Basic Data Operations
This topic describes basic data operations that you perform in HAWQ.
Inserting Rows
Use the INSERT
command to create rows in a table. This command requires the table name and a value for each column in the table; you may optionally specify the column names in any order. If you do not specify column names, list the data values in the order of the columns in the table, separated by commas.
For example, to specify the column names and the values to insert:
INSERT INTO products (name, price, product_no) VALUES ('Cheese', 9.99, 1);
To specify only the values to insert:
INSERT INTO products VALUES (1, 'Cheese', 9.99);
Usually, the data values are literals (constants), but you can also use scalar expressions. For example:
INSERT INTO films SELECT * FROM tmp_films WHERE date_prod <
'2004-05-07';
You can insert multiple rows in a single command. For example:
INSERT INTO products (product_no, name, price) VALUES
(1, 'Cheese', 9.99),
(2, 'Bread', 1.99),
(3, 'Milk', 2.99);
To insert data into a partitioned table, you specify the root partitioned table, the table created with the CREATE TABLE
command. You also can specify a leaf child table of the partitioned table in an INSERT
command. An error is returned if the data is not valid for the specified leaf child table. Specifying a child table that is not a leaf child table in the INSERT
command is not supported.
To insert large amounts of data, use external tables or the COPY
command. These load mechanisms are more efficient than INSERT
for inserting large quantities of rows. See Loading and Unloading Data for more information about bulk data loading.

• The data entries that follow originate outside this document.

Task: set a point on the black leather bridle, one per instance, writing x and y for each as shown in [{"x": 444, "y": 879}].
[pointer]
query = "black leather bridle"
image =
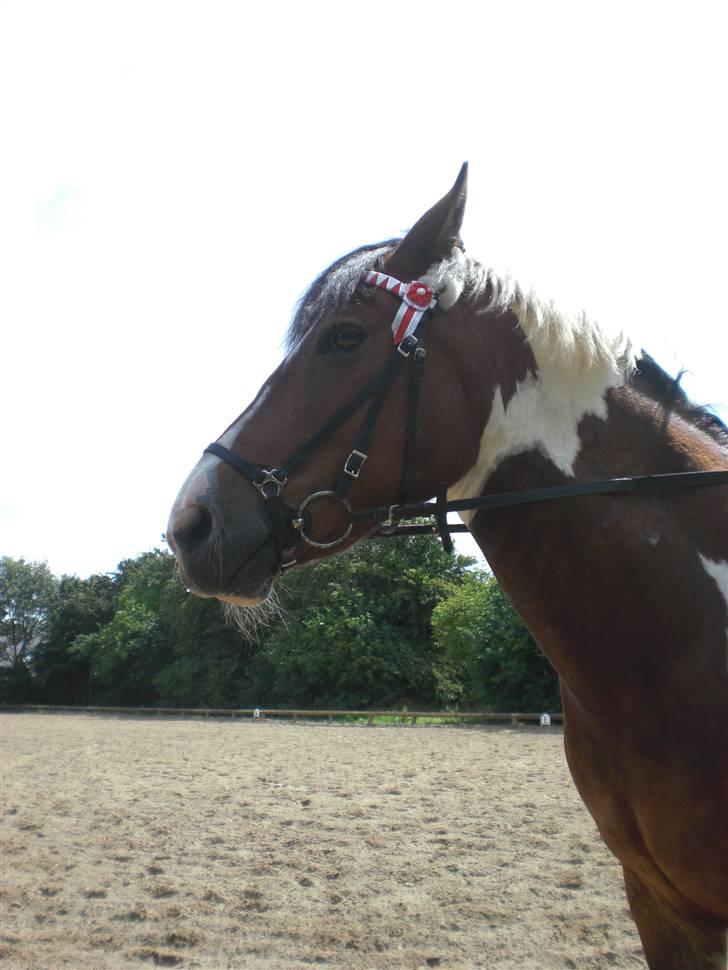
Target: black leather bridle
[{"x": 291, "y": 526}]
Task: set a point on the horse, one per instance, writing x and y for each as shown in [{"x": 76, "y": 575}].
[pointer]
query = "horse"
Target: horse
[{"x": 413, "y": 370}]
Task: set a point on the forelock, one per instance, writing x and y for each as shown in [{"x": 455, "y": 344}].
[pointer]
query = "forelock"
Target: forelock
[{"x": 334, "y": 288}]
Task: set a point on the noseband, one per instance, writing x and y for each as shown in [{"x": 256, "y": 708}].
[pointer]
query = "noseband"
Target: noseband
[{"x": 290, "y": 526}]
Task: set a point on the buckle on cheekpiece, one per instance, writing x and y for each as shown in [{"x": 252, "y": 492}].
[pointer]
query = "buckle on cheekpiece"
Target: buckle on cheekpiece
[{"x": 354, "y": 463}]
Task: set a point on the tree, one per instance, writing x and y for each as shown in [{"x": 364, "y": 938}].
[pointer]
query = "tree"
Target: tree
[
  {"x": 126, "y": 653},
  {"x": 357, "y": 628},
  {"x": 82, "y": 606},
  {"x": 27, "y": 593},
  {"x": 489, "y": 660}
]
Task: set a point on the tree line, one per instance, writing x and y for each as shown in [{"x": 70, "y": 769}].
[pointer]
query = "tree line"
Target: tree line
[{"x": 388, "y": 624}]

Vacuuming the System Catalog Tables
Only HAWQ system catalog tables use multiple version concurrency control. Deleted or updated data rows in the catalog tables occupy physical space on disk even though new transactions cannot see them. Periodically running the VACUUM
command removes these expired rows.
The VACUUM
command also collects table-level statistics such as the number of rows and pages.
For example:
VACUUM pg_class;
Configuring the Free Space Map
Expired rows are held in the free space map. The free space map must be sized large enough to hold all expired rows in your database. If not, a regular VACUUM
command cannot reclaim space occupied by expired rows that overflow the free space map.
Note: VACUUM FULL
is not recommended with HAWQ because it is not safe for large tables and may take an unacceptably long time to complete. See VACUUM.
Size the free space map with the following server configuration parameters:
max_fsm_pages
max_fsm_relations